I would have sent you a new one just for being emotionally vulnerable. That takes trust.... and 1 inch balls gone walkabout. I have a similar connection to my zen balls. I don't gots no zen with only one ball. No ying, just yang.


----------



## All Buns Glazing (Apr 22, 2012)

Yes!


----------



## lightgeoduck (Apr 3, 2011)

All Buns Glazing said:


> Yes!


You know I am amazed that I found it,, but your suggestion would have been a cool way to recover... It would have been neet to have a framed steel ball signed by members of the forum.

LGD


----------



## Imperial (Feb 9, 2011)

this post had it all - drama, intrigue, mystery, a story of a lost love,sorrow, depression, journey to find the lost artifact , a steel ball , LGD getting his groove back , rainbows and unicorns, a balless wonder no more , completion .


----------



## GrayWolf (May 14, 2012)

LGD, congrats on finding your ball.

Now that you have it back, I have a couple of suggestions:
1. tie a string around it and tie it to your wrist...that way you will be able to find it if it gets away again.

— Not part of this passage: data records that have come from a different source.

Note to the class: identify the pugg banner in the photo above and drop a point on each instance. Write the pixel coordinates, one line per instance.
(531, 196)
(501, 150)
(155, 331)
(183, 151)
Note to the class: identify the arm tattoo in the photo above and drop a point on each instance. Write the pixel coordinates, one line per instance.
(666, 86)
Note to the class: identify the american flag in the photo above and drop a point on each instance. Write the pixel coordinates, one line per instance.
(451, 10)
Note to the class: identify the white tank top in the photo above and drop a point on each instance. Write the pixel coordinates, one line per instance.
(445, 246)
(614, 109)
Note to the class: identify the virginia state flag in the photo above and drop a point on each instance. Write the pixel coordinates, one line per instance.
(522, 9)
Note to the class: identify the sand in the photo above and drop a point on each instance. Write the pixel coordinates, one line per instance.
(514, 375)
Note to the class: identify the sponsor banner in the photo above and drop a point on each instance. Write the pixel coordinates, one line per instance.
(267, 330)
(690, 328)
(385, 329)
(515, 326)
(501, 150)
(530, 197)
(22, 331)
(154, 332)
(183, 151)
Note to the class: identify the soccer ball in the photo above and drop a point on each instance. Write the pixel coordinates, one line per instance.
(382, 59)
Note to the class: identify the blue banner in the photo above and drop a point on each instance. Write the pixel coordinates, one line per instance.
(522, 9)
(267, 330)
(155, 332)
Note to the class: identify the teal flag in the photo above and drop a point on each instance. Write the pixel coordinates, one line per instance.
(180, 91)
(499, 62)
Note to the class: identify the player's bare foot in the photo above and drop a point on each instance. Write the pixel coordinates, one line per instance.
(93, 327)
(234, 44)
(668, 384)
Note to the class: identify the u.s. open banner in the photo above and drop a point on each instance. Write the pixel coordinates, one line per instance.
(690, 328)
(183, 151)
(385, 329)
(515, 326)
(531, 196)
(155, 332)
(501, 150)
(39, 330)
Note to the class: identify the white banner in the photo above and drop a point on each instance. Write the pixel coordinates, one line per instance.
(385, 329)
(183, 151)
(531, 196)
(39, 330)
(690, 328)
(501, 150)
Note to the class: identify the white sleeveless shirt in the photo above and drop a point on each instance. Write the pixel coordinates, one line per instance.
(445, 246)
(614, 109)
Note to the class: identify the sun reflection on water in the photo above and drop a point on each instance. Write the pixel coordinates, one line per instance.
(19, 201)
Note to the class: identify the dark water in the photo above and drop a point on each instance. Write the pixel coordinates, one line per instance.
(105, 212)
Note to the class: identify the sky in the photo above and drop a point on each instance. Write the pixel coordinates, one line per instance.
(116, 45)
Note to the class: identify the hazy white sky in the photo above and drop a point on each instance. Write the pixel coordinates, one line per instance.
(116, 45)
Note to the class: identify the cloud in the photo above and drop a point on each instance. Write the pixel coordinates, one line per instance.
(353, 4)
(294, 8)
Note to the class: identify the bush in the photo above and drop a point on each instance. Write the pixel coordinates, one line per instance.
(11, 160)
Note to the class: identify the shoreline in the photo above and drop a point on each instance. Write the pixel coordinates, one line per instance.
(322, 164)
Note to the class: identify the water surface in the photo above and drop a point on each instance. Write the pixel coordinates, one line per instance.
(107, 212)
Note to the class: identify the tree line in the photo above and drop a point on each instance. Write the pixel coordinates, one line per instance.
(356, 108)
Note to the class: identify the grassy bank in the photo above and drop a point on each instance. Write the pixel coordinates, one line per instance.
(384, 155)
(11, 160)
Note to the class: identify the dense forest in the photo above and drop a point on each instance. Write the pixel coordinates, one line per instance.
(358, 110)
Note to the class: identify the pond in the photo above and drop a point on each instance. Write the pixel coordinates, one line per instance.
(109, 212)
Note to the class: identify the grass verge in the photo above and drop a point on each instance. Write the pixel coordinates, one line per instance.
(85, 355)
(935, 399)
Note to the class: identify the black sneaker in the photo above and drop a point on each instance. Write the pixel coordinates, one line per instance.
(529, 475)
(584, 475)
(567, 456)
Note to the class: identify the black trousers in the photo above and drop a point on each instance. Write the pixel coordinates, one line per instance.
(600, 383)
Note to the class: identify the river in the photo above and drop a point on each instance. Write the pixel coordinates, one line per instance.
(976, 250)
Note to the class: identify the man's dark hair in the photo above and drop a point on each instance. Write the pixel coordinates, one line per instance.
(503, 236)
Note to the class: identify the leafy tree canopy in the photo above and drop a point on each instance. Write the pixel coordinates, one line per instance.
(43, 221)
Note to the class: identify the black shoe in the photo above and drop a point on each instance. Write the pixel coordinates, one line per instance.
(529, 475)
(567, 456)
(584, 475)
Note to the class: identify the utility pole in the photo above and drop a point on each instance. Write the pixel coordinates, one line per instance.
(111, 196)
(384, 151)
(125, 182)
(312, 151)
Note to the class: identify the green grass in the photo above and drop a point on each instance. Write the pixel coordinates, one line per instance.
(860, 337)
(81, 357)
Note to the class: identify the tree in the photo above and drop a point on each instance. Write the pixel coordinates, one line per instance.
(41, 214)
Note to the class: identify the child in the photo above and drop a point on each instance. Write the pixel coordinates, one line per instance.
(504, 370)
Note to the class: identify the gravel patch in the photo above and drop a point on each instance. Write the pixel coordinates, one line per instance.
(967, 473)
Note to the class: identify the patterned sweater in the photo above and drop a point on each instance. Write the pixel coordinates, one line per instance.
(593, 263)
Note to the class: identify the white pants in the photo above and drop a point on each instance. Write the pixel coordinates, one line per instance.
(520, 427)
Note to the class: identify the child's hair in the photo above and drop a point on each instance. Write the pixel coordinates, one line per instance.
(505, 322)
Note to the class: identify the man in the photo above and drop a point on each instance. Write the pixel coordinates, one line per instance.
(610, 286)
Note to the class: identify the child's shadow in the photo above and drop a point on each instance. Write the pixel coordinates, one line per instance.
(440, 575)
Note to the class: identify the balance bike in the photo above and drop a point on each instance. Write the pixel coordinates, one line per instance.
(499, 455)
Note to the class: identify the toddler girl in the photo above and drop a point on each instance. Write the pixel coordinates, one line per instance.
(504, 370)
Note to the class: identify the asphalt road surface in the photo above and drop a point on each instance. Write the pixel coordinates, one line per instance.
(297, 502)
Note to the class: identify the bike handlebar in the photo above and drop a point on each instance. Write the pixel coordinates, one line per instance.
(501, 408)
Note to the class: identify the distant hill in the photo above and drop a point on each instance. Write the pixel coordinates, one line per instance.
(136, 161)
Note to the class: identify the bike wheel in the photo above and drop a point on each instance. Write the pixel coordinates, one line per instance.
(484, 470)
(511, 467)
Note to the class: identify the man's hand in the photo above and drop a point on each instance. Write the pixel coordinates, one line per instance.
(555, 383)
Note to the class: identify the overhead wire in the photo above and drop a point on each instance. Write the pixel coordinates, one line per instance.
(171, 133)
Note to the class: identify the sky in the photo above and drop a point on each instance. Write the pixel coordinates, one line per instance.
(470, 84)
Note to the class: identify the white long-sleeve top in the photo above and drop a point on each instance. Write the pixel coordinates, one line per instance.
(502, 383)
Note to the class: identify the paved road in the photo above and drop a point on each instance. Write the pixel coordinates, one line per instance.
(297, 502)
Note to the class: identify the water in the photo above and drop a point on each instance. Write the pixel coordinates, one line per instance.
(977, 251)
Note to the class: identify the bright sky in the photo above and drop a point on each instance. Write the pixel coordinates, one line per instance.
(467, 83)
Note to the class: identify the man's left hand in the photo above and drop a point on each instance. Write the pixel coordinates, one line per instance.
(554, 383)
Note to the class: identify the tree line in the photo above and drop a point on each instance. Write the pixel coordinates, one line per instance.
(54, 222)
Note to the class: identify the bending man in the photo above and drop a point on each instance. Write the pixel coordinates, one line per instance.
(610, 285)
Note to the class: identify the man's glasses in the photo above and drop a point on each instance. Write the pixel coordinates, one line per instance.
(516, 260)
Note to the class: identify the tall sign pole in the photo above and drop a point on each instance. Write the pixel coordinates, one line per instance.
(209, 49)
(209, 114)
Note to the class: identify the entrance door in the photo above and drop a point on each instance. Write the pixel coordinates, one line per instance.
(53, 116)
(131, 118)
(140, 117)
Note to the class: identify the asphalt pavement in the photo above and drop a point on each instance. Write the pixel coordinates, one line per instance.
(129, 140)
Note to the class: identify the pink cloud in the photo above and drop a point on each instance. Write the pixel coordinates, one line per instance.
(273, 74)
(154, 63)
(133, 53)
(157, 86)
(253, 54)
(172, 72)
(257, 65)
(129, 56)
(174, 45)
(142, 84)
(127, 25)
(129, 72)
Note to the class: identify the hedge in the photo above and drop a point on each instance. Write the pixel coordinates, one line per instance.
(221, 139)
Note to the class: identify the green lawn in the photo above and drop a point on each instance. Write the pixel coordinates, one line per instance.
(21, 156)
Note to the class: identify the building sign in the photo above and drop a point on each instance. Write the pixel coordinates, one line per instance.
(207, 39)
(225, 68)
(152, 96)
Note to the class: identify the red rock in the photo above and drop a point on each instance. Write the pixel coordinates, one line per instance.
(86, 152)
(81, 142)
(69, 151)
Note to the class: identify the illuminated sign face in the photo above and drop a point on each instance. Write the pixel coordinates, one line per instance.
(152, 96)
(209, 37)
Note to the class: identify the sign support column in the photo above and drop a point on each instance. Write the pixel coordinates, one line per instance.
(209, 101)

Kind of like a ballon and a kid.
2. when your wife gets back home, have her put it in her purse for safe keeping. I hear most married men keep them there. I will have to ask my wife if that's where mine are...I haven't seen them for a long time and she says I'm happier this way.









All kidding aside, I'm glad you got your balance back. Now lets see a video of that thing going through a can!!


----------



## D.Nelson (Feb 20, 2014)

I atleast need to see a picture of this famed 1 inch steel ball!


----------